Количество женщин уменьшалось только на ночь, а рано утром они снова появлялись вокруг ямы. Бедняги пропадали по несколько дней, и бывали случаи, что находили своих.
Расскажу об одном таком случае. В лагерь зашел солдат-немец и стал по-русски выкрикивать две фамилии. Подошел он к нам, в руках держит записку, в которой все данные о разыскиваемом человеке. Отозвался один мужик, который «жил» рядом с нами в норе. Сверили данные. Все сошлось. Написал он что-то немцу на бумажке и потом сказал нам, что это нашла его жена. Сам он с Украины, мой земляк. Солдат ушел с его запиской, и через некоторое время возвратился, неся клунок с продуктами: хлебом, салом, помидорами, яйцами.
Жена написала ему, что подала немецкому командованию лагеря прошение старосты их села с просьбой отпустить его домой и ручается, что он верой и правдой будет служить новому порядку. Этот мужичек с Украины залез в свою нору и все, что ему передала жена, сожрал.
Ночью со его стороны раздались стоны, перешедшие затем в крик, наконец все стихло. На следующий день пришел солдат с разрешением на его освобождение, но он был уже мертв. Как говорят, жадность «фраера» сгубила.

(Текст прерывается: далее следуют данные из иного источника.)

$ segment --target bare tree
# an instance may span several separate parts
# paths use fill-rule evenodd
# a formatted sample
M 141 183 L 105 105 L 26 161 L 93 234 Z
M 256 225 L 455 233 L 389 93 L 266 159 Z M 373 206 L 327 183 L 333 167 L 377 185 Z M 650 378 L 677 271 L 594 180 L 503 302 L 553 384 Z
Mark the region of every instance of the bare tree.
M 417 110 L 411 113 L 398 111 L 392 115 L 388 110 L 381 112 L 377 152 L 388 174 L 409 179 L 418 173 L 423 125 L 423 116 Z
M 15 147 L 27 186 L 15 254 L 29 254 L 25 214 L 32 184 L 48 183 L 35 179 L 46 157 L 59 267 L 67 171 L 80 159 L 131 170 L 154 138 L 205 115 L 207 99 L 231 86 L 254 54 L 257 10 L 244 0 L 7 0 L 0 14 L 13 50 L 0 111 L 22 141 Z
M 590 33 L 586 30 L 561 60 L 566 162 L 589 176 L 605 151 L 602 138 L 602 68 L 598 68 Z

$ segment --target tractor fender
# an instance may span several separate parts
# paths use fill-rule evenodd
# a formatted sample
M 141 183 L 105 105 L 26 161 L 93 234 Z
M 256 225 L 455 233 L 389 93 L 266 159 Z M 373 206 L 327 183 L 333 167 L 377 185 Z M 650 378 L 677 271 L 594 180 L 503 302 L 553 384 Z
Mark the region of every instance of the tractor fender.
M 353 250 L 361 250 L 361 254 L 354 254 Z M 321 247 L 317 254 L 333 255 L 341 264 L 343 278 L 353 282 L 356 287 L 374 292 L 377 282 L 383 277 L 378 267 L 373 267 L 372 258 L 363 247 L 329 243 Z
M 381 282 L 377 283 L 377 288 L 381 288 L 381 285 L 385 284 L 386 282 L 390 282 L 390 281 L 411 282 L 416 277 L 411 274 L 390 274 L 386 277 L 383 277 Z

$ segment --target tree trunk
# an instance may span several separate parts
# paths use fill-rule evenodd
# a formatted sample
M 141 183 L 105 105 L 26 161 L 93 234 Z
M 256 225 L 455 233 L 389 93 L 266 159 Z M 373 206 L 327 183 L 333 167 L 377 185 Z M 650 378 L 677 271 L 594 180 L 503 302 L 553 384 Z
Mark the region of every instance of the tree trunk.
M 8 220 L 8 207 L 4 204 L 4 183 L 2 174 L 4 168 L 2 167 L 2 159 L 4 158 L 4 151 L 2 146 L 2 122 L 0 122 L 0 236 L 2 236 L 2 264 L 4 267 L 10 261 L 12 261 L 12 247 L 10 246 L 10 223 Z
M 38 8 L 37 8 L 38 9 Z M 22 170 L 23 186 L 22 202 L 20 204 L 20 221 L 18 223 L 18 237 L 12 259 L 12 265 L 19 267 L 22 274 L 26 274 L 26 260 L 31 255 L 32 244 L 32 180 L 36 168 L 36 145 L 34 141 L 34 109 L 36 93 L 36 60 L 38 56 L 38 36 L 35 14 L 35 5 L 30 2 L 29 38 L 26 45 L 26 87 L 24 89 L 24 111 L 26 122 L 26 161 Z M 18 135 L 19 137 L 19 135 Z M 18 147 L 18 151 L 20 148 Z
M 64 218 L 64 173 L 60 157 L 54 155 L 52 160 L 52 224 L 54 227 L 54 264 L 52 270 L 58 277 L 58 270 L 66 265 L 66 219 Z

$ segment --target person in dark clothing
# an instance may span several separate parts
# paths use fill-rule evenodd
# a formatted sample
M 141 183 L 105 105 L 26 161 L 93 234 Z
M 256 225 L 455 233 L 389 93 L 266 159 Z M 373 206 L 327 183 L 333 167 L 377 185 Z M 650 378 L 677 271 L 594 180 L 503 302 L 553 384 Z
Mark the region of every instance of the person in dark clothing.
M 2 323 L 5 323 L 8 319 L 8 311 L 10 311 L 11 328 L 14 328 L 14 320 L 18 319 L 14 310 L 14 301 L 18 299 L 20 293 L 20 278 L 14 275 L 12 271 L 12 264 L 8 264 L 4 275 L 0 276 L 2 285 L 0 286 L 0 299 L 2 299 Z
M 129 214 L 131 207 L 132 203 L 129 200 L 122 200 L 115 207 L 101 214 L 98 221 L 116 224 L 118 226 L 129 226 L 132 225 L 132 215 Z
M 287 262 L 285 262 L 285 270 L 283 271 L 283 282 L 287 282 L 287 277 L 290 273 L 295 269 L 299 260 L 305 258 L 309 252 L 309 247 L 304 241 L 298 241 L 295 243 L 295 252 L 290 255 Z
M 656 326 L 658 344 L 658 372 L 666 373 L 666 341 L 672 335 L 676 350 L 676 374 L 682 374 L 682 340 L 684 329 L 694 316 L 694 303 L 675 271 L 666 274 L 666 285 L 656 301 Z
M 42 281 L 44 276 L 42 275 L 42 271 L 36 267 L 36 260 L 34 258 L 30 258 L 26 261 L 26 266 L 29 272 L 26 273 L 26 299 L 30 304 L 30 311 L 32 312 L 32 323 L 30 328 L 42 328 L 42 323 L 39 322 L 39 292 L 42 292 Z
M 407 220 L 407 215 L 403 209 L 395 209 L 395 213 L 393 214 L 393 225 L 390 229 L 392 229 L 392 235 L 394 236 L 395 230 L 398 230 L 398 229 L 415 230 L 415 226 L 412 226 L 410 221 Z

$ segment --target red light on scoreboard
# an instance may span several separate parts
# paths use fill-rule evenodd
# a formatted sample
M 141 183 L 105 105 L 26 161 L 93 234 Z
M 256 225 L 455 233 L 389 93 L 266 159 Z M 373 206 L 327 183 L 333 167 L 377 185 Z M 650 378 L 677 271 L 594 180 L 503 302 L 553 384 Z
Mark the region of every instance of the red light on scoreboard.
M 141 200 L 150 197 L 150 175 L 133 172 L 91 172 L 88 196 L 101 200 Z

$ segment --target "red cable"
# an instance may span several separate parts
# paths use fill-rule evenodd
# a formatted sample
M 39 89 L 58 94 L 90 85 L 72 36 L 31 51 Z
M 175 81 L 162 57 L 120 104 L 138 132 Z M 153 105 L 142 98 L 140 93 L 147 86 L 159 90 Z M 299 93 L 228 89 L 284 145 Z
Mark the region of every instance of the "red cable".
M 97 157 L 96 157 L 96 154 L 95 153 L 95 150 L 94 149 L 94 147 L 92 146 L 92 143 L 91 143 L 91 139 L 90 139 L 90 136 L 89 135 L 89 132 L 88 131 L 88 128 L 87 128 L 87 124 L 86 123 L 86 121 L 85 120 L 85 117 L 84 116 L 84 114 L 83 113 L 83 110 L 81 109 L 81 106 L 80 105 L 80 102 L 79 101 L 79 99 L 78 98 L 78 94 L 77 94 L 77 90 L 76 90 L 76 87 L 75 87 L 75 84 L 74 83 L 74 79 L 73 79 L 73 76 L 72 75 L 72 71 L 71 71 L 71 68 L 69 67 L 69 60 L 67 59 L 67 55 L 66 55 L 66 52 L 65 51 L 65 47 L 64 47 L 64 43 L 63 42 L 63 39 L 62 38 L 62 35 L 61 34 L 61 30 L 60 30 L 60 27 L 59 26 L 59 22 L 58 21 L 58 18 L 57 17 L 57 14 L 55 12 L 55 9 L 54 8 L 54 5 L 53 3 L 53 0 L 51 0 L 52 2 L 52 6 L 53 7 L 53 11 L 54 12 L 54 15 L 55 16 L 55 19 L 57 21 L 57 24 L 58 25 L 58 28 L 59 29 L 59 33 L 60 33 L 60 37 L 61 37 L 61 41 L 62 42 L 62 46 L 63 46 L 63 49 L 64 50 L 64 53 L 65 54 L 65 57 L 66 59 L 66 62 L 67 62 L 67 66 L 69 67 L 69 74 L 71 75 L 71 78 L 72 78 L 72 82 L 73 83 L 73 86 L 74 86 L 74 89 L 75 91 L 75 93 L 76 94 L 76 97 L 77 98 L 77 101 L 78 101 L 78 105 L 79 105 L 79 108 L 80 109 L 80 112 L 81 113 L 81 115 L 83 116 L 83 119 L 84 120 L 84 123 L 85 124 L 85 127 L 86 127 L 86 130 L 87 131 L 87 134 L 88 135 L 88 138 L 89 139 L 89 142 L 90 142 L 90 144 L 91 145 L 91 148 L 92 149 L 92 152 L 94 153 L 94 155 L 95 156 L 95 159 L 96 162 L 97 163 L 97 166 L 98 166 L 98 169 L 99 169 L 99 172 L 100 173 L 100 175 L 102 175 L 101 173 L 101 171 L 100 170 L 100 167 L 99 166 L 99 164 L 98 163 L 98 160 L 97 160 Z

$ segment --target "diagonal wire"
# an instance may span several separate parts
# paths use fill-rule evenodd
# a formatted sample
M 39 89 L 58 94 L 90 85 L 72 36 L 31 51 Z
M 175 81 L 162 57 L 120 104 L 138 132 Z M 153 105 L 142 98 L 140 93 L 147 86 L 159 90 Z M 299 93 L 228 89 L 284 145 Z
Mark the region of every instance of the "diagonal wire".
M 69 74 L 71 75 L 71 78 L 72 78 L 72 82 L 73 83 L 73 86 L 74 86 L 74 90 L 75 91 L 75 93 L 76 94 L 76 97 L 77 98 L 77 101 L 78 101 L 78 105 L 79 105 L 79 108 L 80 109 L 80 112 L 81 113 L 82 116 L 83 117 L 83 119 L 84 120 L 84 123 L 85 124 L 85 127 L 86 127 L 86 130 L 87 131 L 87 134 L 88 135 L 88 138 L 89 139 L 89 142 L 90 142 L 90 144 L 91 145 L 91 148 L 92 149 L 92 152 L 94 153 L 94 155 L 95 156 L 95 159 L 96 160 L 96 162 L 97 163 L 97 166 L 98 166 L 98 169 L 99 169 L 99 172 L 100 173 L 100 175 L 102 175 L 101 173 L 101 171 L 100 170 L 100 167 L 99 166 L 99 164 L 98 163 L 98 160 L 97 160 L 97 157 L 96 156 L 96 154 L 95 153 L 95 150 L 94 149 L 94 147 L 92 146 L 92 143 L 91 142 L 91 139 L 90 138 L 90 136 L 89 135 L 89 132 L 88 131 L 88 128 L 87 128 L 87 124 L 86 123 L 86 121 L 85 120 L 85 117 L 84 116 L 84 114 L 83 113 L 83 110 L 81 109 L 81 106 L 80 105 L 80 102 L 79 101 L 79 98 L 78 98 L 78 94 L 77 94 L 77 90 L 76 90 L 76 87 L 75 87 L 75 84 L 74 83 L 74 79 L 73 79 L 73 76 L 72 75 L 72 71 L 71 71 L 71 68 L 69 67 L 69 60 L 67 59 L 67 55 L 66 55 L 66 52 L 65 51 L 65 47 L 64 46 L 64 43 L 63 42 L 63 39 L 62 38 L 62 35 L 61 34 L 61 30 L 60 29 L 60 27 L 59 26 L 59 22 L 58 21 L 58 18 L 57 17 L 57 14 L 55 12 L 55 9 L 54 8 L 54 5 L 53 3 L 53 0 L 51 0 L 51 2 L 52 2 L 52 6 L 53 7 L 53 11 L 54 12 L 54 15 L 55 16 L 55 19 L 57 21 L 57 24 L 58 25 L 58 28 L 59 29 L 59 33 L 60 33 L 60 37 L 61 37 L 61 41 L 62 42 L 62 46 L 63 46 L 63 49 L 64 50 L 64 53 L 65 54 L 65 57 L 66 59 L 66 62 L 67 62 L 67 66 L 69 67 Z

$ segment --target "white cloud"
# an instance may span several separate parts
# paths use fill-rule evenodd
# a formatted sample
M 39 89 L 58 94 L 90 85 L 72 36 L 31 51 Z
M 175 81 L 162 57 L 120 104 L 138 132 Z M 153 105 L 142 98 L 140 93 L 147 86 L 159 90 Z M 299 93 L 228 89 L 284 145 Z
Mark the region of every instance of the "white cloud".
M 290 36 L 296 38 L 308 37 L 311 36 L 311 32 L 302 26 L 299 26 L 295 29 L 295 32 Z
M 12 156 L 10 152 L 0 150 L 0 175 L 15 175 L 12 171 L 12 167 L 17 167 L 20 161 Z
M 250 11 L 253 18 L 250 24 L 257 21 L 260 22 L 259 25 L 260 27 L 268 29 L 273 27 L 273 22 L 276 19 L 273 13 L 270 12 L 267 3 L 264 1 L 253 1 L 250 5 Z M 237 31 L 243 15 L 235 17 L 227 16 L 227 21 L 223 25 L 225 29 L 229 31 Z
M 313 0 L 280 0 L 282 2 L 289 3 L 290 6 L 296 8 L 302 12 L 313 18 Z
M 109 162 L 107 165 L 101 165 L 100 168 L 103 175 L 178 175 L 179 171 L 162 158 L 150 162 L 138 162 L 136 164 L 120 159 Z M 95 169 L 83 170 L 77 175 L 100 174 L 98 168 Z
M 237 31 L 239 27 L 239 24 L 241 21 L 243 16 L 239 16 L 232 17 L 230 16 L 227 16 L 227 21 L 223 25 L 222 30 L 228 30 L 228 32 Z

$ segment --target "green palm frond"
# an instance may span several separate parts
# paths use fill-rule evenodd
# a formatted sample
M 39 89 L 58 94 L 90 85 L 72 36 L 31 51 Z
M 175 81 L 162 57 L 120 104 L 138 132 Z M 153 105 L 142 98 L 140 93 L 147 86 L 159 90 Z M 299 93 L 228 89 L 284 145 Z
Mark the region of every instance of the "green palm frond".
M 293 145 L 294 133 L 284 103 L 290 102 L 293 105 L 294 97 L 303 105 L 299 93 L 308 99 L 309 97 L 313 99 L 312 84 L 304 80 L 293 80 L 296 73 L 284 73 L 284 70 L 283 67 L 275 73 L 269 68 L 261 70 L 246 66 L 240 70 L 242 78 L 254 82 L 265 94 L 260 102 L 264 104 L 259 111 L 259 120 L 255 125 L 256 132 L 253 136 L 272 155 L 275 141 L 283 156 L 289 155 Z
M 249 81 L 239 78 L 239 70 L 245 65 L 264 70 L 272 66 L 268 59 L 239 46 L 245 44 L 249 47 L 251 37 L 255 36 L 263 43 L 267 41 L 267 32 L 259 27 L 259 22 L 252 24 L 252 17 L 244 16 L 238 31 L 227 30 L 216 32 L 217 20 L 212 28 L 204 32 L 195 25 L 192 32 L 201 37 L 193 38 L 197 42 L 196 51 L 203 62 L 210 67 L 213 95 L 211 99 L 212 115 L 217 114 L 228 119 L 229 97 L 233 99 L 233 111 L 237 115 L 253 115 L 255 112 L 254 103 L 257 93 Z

Истощенный организм не принял столько калорийной пищи. Это была еще одна, полезная для меня наука.
Наступил октябрь. Ночью и по утрам прохладно, отогреваемся днем, солнышко еще греет. Чувствуется какая-то напряженность, поток железнодорожных составов с востока на запад резко уменьшился, везут много раненых.
Дошла и до нас очередь. После обеда поступила команда:
– Всем построиться по сотням для отправки.
Сотня за сотней выходят люди, кто в чем, под охраной солдат и собак. Направляемся к железнодорожной станции Миллерово. На путях стоит эшелон, почти сплошь из открытых платформ, огороженных деревянными стойками и колючей проволокой. Только спереди и сзади закрытые вагоны для охраны. Скот и то везли в лучших условиях.
Погрузились на платформы, все прижались друг к другу, накрылись шинелью, и мы с Колей. На платформы разрешили подстилку из соломы, которой на станции были целые скирды. Мы зарылись в солому, которая при движении поезда разлетелась на ветру. Ехали всю ночь, к счастью, без продолжительных остановок. Наутро показался большой город. Подъезжаем к вокзалу – Харьков. Итак, мы прибыли в город Харьков. Что дальше?
Вокзал целый, выгружаемся с платформ, вроде все целы. Солома очень помогла.
– Давай, давай быстрее! – кричат немцы.
Строимся в колонну по четыре человека и вступаем на улицы Харькова. Колонна направляется на Холодную гору в тюрьму, оборудованную под пересыльный лагерь для военнопленных.
Здесь началась фильтрация: офицеров отдельно, комиссаров и евреев также отдельно – в камеры. После чего санобработка с вошебойкой. Вода еле теплая, дали по кусочку мыла. Смотрим друг на друга – сплошь доходяги. Мылись все с каким-то остервенением, время для мытья ограничено, очень хотелось поскорее избавиться от вшей. После мытья стрижка наголо, голову и пах мажут квачем с какой-то вонючей жидкостью. После этого выходим в более-менее чистое помещение, где выдали нательное белье. Какое бросили, такое и одевай. Приносят прожаренную верхнюю одежду, обувь – каждый выбирал из кучи свое. У кого сгорели вещи, давали другие – старые военные.
Затем людей размещали по большим камерам, набивая их до отказа. В камерах двухъярусные нары, уборная во дворе тюрьмы.
Комиссарам и евреям выход из камер запрещен.
Назначен старший камеры, в обязанности которого входило следить за порядком и чистотой. От вшей избавился, от грязи не совсем, чувствую себя легче, но голод мучает. Ни о чем не думаешь, только о еде. Здесь такой баланды, как в Миллерово, нет, совсем отсутствует мясо, жидкий супчик из каких-то полустилиных овощей, правда, к нему кусочек хлеба-суррогата. Вечером кипяток, иногда заваренный, и такой же кусочек хлеба.